It should have been hard to believe that the old hag could give anyone anything, except leprosy, but I knew it had to be true. I knew it had to be true, just like I knew the sky was blue and the grass was green and I was a child dear in the heart of Jesus Christ.
“What’s the catch?” Trevor asked. He was always to the point.
“Oh, no catch!” she said. “No catch at all.”
This was not true. We were the catch. Her catch. She was hauling us up as she spoke to us, all of us caught in her net.
“Just a sweet little kiss,” she said. “A sweet little kiss for your Aunty.”
All of us shivered. I could feel the bile rising like hot vinegar in the back of my throat. None of us dared to kiss that hideous face. Would have rather kissed a pig’s muddy ass.
“Or,” she said, “if you can’t give me that, Aunty wouldn’t mind a little spit-shine on her pitcher. It is so dirty, and some boys like you could clean it nicely.”
The pitcher was as filthy as an outhouse shitter.

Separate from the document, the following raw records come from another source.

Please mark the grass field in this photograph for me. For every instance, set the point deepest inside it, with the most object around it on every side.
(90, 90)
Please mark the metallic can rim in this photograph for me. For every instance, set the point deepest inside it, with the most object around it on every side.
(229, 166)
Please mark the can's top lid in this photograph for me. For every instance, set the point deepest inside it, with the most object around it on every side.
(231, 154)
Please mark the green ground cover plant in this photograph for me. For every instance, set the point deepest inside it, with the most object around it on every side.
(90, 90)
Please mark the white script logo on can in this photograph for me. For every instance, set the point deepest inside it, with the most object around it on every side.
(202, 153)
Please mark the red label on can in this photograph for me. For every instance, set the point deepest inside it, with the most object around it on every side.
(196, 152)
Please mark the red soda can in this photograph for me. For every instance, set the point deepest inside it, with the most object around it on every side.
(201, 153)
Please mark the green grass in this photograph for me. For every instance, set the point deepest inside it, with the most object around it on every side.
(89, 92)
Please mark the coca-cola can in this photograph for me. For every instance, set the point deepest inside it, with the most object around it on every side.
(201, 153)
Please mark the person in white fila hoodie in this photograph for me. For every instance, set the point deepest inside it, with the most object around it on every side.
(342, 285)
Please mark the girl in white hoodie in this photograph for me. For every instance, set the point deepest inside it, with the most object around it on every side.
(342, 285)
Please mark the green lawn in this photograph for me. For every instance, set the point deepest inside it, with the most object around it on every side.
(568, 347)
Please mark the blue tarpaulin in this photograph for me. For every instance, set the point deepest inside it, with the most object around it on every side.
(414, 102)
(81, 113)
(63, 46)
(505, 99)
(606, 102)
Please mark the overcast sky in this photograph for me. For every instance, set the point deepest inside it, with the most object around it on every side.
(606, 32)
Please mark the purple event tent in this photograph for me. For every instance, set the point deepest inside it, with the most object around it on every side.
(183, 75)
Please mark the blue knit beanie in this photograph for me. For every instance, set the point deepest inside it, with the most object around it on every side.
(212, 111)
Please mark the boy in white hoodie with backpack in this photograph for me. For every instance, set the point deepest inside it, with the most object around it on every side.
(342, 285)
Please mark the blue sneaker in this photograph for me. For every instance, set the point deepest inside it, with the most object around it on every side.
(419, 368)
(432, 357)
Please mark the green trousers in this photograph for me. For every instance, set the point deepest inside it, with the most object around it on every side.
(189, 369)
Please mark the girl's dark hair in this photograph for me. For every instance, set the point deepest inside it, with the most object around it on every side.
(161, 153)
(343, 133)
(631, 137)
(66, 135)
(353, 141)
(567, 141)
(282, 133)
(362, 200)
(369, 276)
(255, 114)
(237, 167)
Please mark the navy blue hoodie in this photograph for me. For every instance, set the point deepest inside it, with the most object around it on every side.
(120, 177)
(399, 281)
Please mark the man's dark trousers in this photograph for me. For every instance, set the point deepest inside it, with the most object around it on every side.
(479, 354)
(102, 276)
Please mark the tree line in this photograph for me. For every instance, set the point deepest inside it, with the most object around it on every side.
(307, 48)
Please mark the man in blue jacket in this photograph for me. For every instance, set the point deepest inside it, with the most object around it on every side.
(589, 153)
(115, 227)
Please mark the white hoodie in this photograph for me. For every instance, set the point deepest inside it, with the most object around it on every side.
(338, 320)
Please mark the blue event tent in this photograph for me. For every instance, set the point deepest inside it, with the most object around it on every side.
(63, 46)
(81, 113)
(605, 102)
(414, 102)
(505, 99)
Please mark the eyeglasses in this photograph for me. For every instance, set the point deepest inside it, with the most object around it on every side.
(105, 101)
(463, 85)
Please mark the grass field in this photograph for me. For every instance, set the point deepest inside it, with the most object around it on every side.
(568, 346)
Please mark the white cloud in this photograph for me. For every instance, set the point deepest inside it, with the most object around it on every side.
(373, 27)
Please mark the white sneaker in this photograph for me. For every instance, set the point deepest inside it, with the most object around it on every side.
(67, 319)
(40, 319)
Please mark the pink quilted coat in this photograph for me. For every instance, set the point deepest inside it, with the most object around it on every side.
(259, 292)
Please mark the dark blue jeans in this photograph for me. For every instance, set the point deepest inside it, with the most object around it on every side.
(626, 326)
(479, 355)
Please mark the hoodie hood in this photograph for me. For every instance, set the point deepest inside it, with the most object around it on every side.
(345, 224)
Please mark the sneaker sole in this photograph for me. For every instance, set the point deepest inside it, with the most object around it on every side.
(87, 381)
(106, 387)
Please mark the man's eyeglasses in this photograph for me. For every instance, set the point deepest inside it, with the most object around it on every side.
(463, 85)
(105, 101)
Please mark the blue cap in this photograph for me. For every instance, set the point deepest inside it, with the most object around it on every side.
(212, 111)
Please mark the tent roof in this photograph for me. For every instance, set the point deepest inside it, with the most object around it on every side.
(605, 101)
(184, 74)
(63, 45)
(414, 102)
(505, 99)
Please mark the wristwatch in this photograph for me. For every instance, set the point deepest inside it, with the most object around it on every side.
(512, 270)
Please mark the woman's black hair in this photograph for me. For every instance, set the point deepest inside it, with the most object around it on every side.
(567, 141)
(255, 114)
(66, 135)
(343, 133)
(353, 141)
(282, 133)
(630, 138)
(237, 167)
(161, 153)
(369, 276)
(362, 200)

Green and brown gunk clung to its fat flanks and the rim of its mouth.
“Why doncha’ just use the water here?” Trevor asked.
“We could take it home and clean it there,” Nick said.
“No!” the woman croaked. Then, in a quieter voice, “No, it’s got to stay with your Aunty. And the water here is no good for cleaning things. Just…just a little spittle is enough, my little darlings. A little spit in the pitcher will work wonders, and I will work wonders for you.”
I wanted to leave, but then Andy stepped forward.
“Can you stop my momma and daddy from gettin’ a divorce?” he asked, his voice all quavering.
“Of course, my poor dear!” she said. “My poor, poor, sad dear.”
We all knew about the fighting that was going on between Andy’s momma and daddy, and we all heard the whispers about them gettin’ a divorce. It bothered Andy more than he wanted to let you know. And none of us knew how to talk to him about it.
Before we could stop Andy, he leaned over the pitcher and spat into its mouth.
“That’s what I want,” he said. “For my parents not to get a divorce.”
“That is not a problem for Aunty,” the hag said, nodding. She seemed to stand a little more upright now. Andy teetered a bit, as if he was tired, but he didn’t fall. Boys recover fast at that age. The drowsiness lifted from him soon enough.
Trevor scoffed. “I think this is a bunch of hogwash,” he said.
The hag eyed him in her knowing, grandmotherly way. “There must be something dear that you desire, my boy. Don’t act all high and mighty and lose this chance. Aunty only wants to make your dreams come true.”
Trevor’s brow crinkled angrily, as it always did just when he was thinking, or when he was about to hit you in the arm. “What have I got to lose?” he reasoned aloud. He went to the pitcher and spat in it. “I want to be rich.”
“And you will be, my dear boy,” she said. “You will be.”
Chris shrugged and stepped forward. He spat into pitcher. “I want to be famous.”
“And you will be, my dear boy,” the hag said. She then looked at me. I won’t deny that part of me wanted to take my machete and lop off that ugly bitch’s head, and I won’t lie and say that it was the larger part of my mind. No, I was thinking about my wish and what I most wanted. A ginger like me was luckless with girls, and knew it would only get worse as I grew older. My daddy warned me so. He said I got the freckles of my momma, and that’s fine on a woman, but it is unmanly in a man. So I was afraid I would be alone for the rest of my life.
And me, I was a sucker for romance. Even then. I always wanted a woman of my own. This desire was stronger because my daddy told me I wouldn’t ever find it. But he was a bitter old coot after momma left him, so, that factors in, sure.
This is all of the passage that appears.